19 July, 2007

Anonymous 4 concert

The vocal quartet Anonymous 4 performed last night at the Eastern Music Festival here in Greensboro and it was an unqualified delight. The only fault I could find with the entire performance was that the house (Guilford College's Dana auditorium) wasn't sold out.

Well, perhaps that's not the only fault. The group is best known for their interpretations of Mediaeval and Renaissance music, but their last two CD's (American Angels & Gloryland) have been performances of early American hymnody and "gospel" songs and it was from this repertoire that last night's concert program was drawn. Concert attendees who bought tickets expecting to hear the music for which the group is best known were perhaps disappointed at the choices (although the source of the program was listed on the EMF website); indeed, I did notice that several people left at the intermission.

No matter.
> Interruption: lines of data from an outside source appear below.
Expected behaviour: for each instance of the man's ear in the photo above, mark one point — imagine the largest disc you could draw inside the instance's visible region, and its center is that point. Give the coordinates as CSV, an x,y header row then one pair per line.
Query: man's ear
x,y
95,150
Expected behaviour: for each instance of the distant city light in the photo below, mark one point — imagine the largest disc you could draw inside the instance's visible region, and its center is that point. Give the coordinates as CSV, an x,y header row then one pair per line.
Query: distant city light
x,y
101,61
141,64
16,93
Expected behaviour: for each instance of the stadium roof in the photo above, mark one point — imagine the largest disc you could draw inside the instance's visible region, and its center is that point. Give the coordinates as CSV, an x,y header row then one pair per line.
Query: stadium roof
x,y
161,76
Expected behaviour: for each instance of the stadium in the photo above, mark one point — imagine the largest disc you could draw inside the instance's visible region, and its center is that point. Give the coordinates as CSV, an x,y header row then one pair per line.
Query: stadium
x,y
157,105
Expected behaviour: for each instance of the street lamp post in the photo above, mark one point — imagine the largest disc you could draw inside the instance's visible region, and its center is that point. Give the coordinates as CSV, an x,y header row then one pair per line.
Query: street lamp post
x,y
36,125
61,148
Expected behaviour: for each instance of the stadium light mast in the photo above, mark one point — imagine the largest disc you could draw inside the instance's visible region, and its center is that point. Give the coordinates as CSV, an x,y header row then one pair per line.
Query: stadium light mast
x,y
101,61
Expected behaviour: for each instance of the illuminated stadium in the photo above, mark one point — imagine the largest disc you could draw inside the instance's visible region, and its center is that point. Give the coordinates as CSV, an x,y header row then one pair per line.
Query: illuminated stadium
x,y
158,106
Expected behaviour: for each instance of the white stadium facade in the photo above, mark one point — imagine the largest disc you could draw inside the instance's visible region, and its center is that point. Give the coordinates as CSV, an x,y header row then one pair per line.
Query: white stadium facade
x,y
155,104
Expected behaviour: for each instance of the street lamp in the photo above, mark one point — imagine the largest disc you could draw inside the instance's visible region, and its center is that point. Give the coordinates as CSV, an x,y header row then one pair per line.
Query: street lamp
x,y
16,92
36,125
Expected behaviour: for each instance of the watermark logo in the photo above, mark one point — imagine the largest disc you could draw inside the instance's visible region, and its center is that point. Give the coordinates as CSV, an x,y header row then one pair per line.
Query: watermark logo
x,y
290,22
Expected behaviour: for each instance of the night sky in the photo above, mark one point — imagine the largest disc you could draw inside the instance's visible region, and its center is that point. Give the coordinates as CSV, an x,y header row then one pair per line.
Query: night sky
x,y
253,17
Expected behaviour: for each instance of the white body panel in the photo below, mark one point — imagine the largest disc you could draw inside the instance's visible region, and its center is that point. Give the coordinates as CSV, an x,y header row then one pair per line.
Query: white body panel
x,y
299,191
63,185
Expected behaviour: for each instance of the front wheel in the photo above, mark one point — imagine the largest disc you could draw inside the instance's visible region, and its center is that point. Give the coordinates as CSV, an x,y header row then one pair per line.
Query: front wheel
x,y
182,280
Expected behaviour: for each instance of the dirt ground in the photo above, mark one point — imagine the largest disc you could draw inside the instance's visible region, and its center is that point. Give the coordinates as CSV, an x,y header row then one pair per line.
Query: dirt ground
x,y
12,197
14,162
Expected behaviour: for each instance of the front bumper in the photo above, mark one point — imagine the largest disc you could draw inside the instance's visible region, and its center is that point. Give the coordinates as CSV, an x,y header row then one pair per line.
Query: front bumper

The concert was, as I said, simply delightful. Although they generally perform a cappella, the group was accompanied last night by guitarist Scott Nygaard and mandolinist/violinist Darol Anger (the instrumentalists were also featured in a couple of pieces without the singers, to great effect). With or without their accompanists, for they did occasionally sing unaccompanied, Anonymous 4 were their usual fabulous selves. The blend of these singers simply must be heard to be believed. At times, it's almost possible to imagine that one is listening to a single voice. It's not that their pitch is perfect (indeed, there were a scant couple of off-tune moments), but that they match timbre and color so beautifully.

I wish I could give a blow-by-blow, so entrancing was the sound, but unfortunately there was no printed program or announcement of most of the pieces. However, all of the concert seems to have been drawn from the music presented in their last two CDs. They sang in duets, trios, and the full quartet as well as having a couple of pieces presented by solo voices and although their genesis as an ensemble may have been early music, it is clear that these women can sing just about anything and make it sound good, so great is their talent and control of their instruments. I was especially pleased to hear that they take as much care to present this music in its accustomed idiom (complete with the requisite focussed somewhat nasal timbre as well as the vocal "catches" one hears in folk and gospel singing) as they do when singing the expected ornaments and vocal "tricks" of early music. And they make it sound so easy, so fluid, so natural. A real treat and although I can't say I wouldn't have preferred a program of early music, I'm truly happy to have had the pleasure of hearing them live, regardless of the repertoire.